Sarah Jessica Parker as Carrie Bradshaw in Sex and the City

Many unsuspecting residents, meanwhile, have found their homes turned into a major tourist attraction – even years after the fact.

In 2014, 10 years after Sex and the City ended, the residents of 66 Perry St were surprised to find their home in the news again, when Ms Parker used the front steps of “Carrie’s” apartment to showcase her SPJ Collection shoe line. The residents were not pleased.

“I heard about the shoot,” Gerald Banu, president of the Perry Street Association, told Page Six at the time. “They didn’t get the permission from the owner. The situation with ‘SATC’ visitors is still very intense. People who live here get upset that the sidewalks are constantly jammed.”

The Huxtable house gets less foot traffic these days (Sam Bader)

But Lois Murray, an elderly woman living just half a mile away, doesn’t seem to mind the attention her own famous apartment brings. A former Episcopalian priest who spent most of her life in Colombia, Ms Murray welcomed this reporter into her handsome brick apartment.

She also had a frank assessment of the show that made her home famous.

“I don’t think most kids these days have even seen the Cosby Show!” she exclaimed.

For 13 years, the Cosby Show used Ms Murray’s Greenwich-Village apartment as the bustling, Brooklyn Heights home of the Huxtable family – or it least, as the exterior. The interiors were shot at NBC's Studio One in Brooklyn, and later moved to Kaufman Astoria Studios in Queens.

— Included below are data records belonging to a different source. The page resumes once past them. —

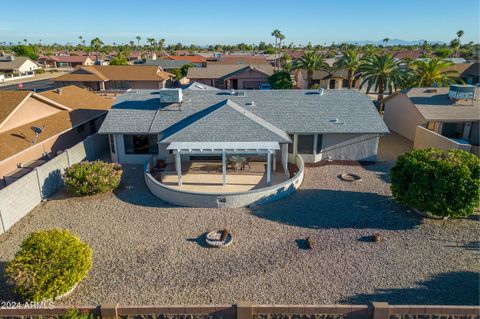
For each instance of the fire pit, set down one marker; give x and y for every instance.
(349, 177)
(219, 238)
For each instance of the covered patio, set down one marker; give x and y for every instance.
(241, 166)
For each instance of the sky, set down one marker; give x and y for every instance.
(205, 22)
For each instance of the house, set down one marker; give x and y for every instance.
(166, 65)
(14, 67)
(195, 60)
(436, 117)
(326, 80)
(237, 77)
(336, 124)
(65, 61)
(115, 77)
(36, 126)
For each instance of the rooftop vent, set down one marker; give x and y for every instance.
(171, 95)
(461, 92)
(336, 121)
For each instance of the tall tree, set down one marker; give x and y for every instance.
(96, 45)
(381, 72)
(349, 61)
(311, 61)
(434, 72)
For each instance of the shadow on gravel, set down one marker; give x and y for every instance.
(315, 208)
(452, 288)
(134, 191)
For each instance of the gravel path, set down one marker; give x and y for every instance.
(146, 252)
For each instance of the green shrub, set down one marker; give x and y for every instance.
(88, 178)
(442, 183)
(49, 264)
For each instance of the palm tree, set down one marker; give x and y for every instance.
(96, 44)
(276, 33)
(350, 61)
(311, 61)
(433, 72)
(381, 72)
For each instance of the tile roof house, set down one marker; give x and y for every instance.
(65, 116)
(236, 76)
(15, 66)
(115, 77)
(436, 117)
(336, 124)
(195, 60)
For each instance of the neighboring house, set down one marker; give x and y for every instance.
(326, 80)
(237, 77)
(195, 60)
(65, 61)
(13, 67)
(240, 59)
(335, 124)
(436, 117)
(35, 127)
(115, 77)
(166, 65)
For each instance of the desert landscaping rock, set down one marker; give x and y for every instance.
(147, 252)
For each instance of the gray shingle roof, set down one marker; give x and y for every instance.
(293, 111)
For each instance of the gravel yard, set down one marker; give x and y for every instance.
(147, 252)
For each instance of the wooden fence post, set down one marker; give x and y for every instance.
(244, 310)
(109, 311)
(381, 310)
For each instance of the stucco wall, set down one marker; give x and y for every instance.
(226, 200)
(402, 117)
(425, 138)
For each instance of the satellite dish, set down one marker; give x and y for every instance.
(37, 130)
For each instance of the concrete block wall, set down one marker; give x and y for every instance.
(20, 197)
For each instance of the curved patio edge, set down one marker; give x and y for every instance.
(224, 200)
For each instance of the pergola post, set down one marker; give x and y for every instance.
(178, 166)
(224, 167)
(269, 168)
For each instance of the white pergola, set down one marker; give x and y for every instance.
(223, 148)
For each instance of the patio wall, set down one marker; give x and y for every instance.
(376, 310)
(21, 195)
(227, 200)
(425, 138)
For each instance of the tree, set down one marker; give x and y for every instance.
(381, 72)
(311, 61)
(434, 72)
(350, 61)
(280, 80)
(96, 45)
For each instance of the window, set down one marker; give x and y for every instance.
(111, 138)
(140, 144)
(305, 144)
(80, 128)
(290, 146)
(319, 143)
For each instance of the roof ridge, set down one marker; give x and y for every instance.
(257, 119)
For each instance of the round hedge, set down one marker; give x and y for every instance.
(49, 264)
(88, 178)
(441, 183)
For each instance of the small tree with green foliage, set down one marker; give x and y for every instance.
(280, 80)
(441, 183)
(49, 263)
(88, 178)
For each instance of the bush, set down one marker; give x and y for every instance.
(49, 264)
(88, 178)
(280, 80)
(437, 182)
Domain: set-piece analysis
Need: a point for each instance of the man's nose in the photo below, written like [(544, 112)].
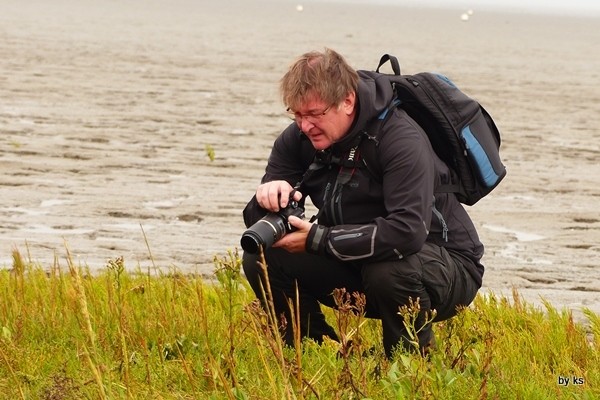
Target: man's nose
[(305, 125)]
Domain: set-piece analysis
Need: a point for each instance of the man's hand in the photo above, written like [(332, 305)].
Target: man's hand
[(275, 195), (295, 242)]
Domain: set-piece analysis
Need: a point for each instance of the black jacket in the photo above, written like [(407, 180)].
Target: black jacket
[(389, 207)]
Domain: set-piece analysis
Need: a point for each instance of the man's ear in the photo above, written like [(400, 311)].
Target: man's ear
[(349, 103)]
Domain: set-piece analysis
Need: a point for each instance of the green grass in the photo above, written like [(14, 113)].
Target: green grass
[(127, 334)]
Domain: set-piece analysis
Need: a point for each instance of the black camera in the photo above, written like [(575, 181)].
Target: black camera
[(270, 228)]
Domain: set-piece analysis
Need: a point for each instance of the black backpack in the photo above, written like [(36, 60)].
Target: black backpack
[(460, 130)]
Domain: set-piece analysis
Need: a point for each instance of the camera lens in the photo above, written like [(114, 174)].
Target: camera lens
[(250, 242), (265, 232)]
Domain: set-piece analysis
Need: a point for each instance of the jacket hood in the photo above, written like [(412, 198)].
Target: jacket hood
[(374, 94)]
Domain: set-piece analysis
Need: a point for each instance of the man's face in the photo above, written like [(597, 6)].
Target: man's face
[(324, 124)]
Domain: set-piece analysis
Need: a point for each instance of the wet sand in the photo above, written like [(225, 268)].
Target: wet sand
[(109, 113)]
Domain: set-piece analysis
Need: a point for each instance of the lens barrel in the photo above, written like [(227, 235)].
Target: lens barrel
[(264, 232)]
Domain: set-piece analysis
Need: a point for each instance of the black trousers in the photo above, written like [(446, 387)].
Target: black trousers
[(434, 275)]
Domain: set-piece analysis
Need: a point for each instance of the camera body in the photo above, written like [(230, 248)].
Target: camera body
[(270, 228)]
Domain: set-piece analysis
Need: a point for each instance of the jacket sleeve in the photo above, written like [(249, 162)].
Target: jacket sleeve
[(287, 161), (408, 176)]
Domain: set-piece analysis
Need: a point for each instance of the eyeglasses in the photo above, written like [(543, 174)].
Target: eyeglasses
[(311, 117)]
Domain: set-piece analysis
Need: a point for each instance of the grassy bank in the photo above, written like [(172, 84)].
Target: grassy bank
[(123, 334)]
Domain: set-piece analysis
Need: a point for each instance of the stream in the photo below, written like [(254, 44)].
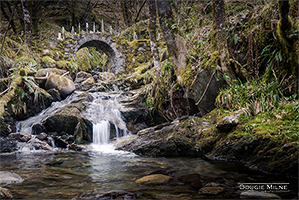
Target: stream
[(100, 170)]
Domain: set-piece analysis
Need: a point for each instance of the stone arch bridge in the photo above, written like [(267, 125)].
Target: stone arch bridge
[(102, 42)]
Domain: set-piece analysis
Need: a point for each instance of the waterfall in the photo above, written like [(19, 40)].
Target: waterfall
[(107, 120), (103, 112), (101, 132)]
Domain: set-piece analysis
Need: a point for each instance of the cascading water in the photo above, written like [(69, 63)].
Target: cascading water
[(103, 112)]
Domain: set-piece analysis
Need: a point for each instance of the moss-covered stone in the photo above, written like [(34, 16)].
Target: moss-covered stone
[(68, 121), (48, 62)]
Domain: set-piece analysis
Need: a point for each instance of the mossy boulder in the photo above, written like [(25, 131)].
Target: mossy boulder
[(205, 88), (48, 62), (68, 121), (170, 141), (48, 71), (82, 76), (106, 76), (64, 85), (154, 179), (84, 80), (5, 193)]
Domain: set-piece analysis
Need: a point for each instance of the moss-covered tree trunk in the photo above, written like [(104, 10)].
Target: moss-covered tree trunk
[(219, 19), (127, 15), (153, 38), (289, 41), (27, 22), (175, 46)]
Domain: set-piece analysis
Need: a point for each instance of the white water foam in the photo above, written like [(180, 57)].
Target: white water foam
[(101, 132)]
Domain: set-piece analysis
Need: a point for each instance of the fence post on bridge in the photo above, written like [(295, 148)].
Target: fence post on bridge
[(103, 26), (73, 32)]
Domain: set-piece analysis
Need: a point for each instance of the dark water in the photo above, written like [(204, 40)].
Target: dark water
[(64, 174)]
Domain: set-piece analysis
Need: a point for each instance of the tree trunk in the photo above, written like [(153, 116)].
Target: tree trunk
[(219, 18), (152, 33), (27, 23), (284, 7), (175, 46), (126, 12), (6, 15)]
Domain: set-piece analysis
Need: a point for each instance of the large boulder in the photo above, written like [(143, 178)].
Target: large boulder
[(8, 144), (106, 76), (39, 145), (5, 194), (213, 82), (64, 85), (47, 72), (154, 179), (84, 81), (68, 121), (21, 136), (170, 141), (9, 177)]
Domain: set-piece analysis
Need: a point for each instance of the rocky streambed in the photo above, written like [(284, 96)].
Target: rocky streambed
[(187, 158)]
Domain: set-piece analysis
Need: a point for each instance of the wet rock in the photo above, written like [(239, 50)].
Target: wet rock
[(43, 73), (258, 195), (211, 190), (106, 76), (9, 177), (54, 94), (8, 144), (5, 194), (74, 147), (64, 85), (198, 87), (82, 76), (59, 142), (108, 195), (170, 141), (68, 121), (54, 163), (84, 80), (37, 144), (192, 179), (229, 122), (42, 136), (21, 136), (38, 128), (154, 179)]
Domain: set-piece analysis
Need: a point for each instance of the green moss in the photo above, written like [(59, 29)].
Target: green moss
[(47, 60), (62, 64), (214, 60), (188, 76)]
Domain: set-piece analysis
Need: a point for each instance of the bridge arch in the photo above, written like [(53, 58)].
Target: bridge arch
[(104, 44)]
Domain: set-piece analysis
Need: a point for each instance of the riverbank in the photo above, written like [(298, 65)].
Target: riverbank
[(260, 148)]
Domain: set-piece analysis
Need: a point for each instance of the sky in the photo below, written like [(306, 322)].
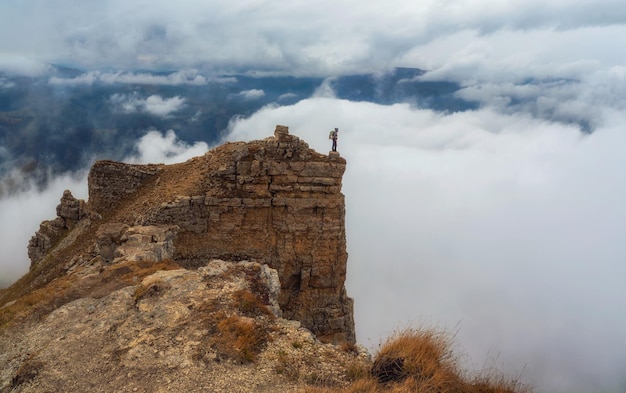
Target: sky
[(504, 225)]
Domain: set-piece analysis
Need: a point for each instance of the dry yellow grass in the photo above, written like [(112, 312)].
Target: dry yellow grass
[(421, 361), (41, 301)]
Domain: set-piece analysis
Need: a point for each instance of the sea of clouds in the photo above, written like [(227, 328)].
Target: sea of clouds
[(503, 225)]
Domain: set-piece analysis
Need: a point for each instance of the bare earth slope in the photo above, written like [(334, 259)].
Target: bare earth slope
[(147, 286)]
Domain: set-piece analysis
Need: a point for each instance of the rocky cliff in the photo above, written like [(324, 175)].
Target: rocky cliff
[(273, 201), (236, 256)]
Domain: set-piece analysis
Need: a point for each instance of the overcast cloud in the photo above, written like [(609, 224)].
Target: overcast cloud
[(504, 228), (154, 104), (323, 37), (506, 223)]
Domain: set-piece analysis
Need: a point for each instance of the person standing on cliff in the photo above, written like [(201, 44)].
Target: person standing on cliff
[(334, 134)]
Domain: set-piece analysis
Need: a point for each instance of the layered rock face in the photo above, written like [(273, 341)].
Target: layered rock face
[(273, 201)]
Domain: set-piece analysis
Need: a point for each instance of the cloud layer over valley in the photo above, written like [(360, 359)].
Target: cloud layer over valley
[(484, 196)]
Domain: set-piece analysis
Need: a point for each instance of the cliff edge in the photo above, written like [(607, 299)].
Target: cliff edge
[(273, 201)]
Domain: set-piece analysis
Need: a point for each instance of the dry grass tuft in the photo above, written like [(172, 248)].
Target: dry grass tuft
[(421, 361), (40, 302), (239, 338)]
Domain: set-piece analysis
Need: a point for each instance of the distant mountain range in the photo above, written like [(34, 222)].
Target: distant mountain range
[(60, 121)]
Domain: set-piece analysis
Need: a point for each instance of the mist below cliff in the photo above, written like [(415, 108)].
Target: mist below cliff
[(503, 229)]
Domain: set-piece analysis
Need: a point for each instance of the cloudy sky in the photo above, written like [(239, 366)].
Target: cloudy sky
[(505, 225)]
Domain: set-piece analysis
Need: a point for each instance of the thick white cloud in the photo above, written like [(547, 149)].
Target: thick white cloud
[(154, 104), (155, 147), (252, 94), (324, 37), (505, 228)]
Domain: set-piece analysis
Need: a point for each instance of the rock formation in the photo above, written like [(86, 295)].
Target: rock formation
[(274, 201)]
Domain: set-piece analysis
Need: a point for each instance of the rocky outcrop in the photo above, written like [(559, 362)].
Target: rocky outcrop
[(273, 201), (69, 212)]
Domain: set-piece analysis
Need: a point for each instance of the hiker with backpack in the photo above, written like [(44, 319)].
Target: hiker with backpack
[(334, 134)]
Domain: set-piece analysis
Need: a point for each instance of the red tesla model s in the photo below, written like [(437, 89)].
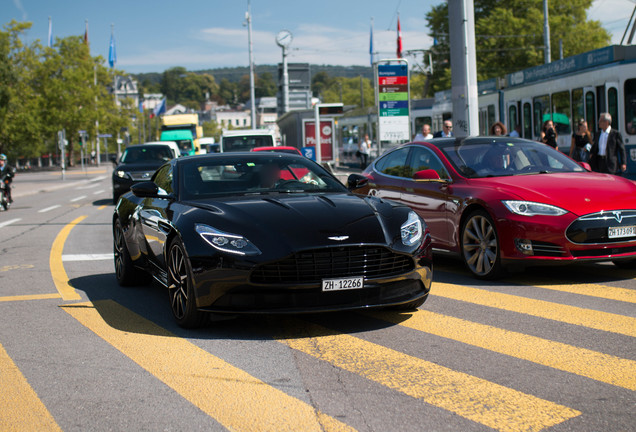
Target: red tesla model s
[(499, 202)]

Ms Murray is happy to regale visitors about the history of the house; from the park across the street (it used to be a graveyard) to the streets themselves (notice how they’re paved, not cobblestone, like the streets around them?) She is less interested in talking about the Cosby Show.

The Cosby Show ran from 1984 to 1992 and is one of the most successful sitcoms of all time

Tour groups still visit the house occasionally, Ms Murray said. She likes to watch them pass by, “like schools of fishes," from her floor-to-ceiling windows. The tour guides wave their hands wildly and the visitors pause briefly – but few bother to take pictures.

One day, Ms Murray said, she snuck into one of the tour groups, just to hear what the guide was saying. It can’t have been anything too impressive though. She doesn’t remember what he said.

Sorry fans, the Central Perk does not actual exist underneath the apartment from Friends (Sam Bader)

A few blocks away, at the apex of Grove and Bedford Streets, Austin Cook says tonight is the quietest he’s ever seen the area. Mr Cook started working at The Little Owl – the restaurant located on the corner – three months ago. Since then, he says, there’s been a consistent stream of anywhere from two to 20 people standing outside, peering up at the apartment above.

The unremarkable beige, brick building is known to fans as the exterior of the Friends apartment, where Rachel, Ross, Monica, Chandler, Joey and Phoebe all congregated in the hit 90s sitcom. Mr Cook says people come into the restaurant every day asking about the apartment. Most of the time, he has to let them down.

“Lots of people want to go upstairs into the apartment,” he says. “They're so disappointed when they learn [the show] was shot on a soundstage.”

In fact, the restaurant itself is a disappointment to many tourists, who come expecting to see the Central Perk – the main coffee shop from the show.

"Then they realise that’s not real, either,” Mr Cooks says, “Because there's no way that could fit in this tiny space.”

Friends is one of the enduring shows of the 90s, and people seek out the New York apartment every day (Rex Features)

Indeed, the infeasibility of these television apartments has become somewhat infamous. The New York Post recently calculated that the two-bedroom, one-bathroom Friend’s apartment would cost more than $4,000 a month to rent, if it actually existed. Carrie Bradshaw’s five-bedroom, three-bath pad, meanwhile, sold for $9.85m back in 2012. The buyer kept their name a secret.

In this way, New York’s famous homes are a bit like the city itself: The space a little tighter, the rents a little higher, and the neighbours a little less friendly than Hollywood would have you believe.